Speaking to a female friend about relationship issues or one’s wife’s personal business is a huge breach of trust IMO and certainly risking emotional affair territory

And what if it was a male colleague? That he was good friends with? Is it the same if she told her friend about his issues because she wanted to talk about it?

WinnieFosterTether · 25/11/2017 11:50

It's odd that your DH keeps telling you things that would make you feel destabilised eg her boss doesn't understand why she is coming to the meeting; he has married colleagues who cheat.
In the context of the trust issues within your relationship, he's constantly sowing seeds of distrust. It's emotionally abusive. He's trying to force you into a constant state of low-level panic whilst subtly hinting you need to keep doing a 'pick-me dance' to keep him.
Regardless of what is or isn't going on with the female colleague, I think you need to seriously consider why you are with someone who seems to take pleasure in making you unhappy and unsettled.

Bluntness100 · 25/11/2017 11:51

Men don't share intimacies with women they aren't bedding or want to bed

Of course they do, I’ve one male colleague who likes to use me as a sounding board about his relationship woes. I’ve known him twenty years and the thought of shagging one another would be at once both nauseating and funny.

I’m guessing you just don’t have any male friends so can’t imagine it.

Caroelle · 25/11/2017 11:51

There are some women, I am one of them, who find male relationships easier than female. I never considered having a relationship with my male colleagues, they were mates and people who supported me. My daughter, who has ADHD and is slightly on the spectrum, has always preferred males to females as friends. Even as an adult her best friend is a male. She has just started her first relationship at 18, she has never had a physical or romantic relationship with her male friends. My son has always preferred female company, again in a non-romantic way. He is a sensitive young man who has never enjoyed or understood the macho male culture. In the OH’s shoes I would be wary of jumping to conclusions but her OH is ignoring her feelings about this woman, which is unhelpful if she has spelled out her reasons for this.
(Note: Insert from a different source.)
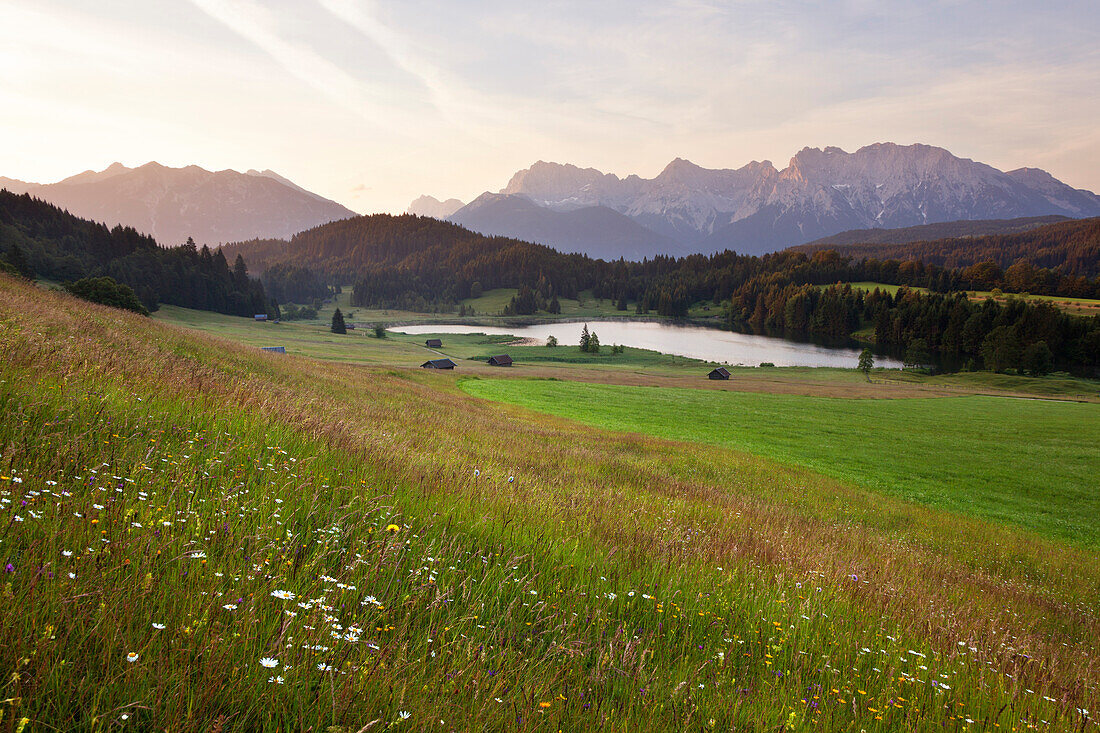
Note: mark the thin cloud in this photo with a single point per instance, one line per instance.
(256, 24)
Nikephorus · 25/11/2017 11:52

The reason I was given for sharing the issues with her (and not even with his best friend) is that he wanted a “female perspective”. Hmm ok
What's weird about that? Women have strange ideas about stuff that men don't (on account of the fact that men go for simple thinking while women overthink everything!) so if you're a man trying to get your head round your wife's point of view it makes more sense to ask a woman's opinion than your best male mate who will probably say 'dunno, sounds crazy to me mate, have another beer'

Bluntness100 · 25/11/2017 11:53

It's emotionally abusive. He's trying to force you into a constant state of low-level panic whilst subtly hinting you need to keep doing a 'pick-me dance' to keep him

Congratulations on the most ridiculously dramatic post of the day. Husband is honest about a work trip, poster turns it into planned emotional abuse.😂

Nikephorus · 25/11/2017 11:54

It's odd that your DH keeps telling you things that would make you feel destabilised eg her boss doesn't understand why she is coming to the meeting; he has married colleagues who cheat.
In the context of the trust issues within your relationship, he's constantly sowing seeds of distrust. It's emotionally abusive. He's trying to force you into a constant state of low-level panic whilst subtly hinting you need to keep doing a 'pick-me dance' to keep him.
Or maybe he's just discussing his work life with HIS WIFE! FFS, the only emotional abuse is some of the bollocks that people on here come out with as they try to stuff up someone else's marriage!

SheGotBetteDavisEyes · 25/11/2017 11:55

Speaking to a female friend about relationship issues or one’s wife’s personal business is a huge breach of trust IMO and certainly risking emotional affair territory

What if the female friend is a committed relationship with, or married to another woman? If she's in her 80's?

Same? Or is just straight women of a 'certain age' that this rule applies to?

While the OP's husband may or may not be planning on pursuing this colleague, this blanket distrust of women does no one any favours.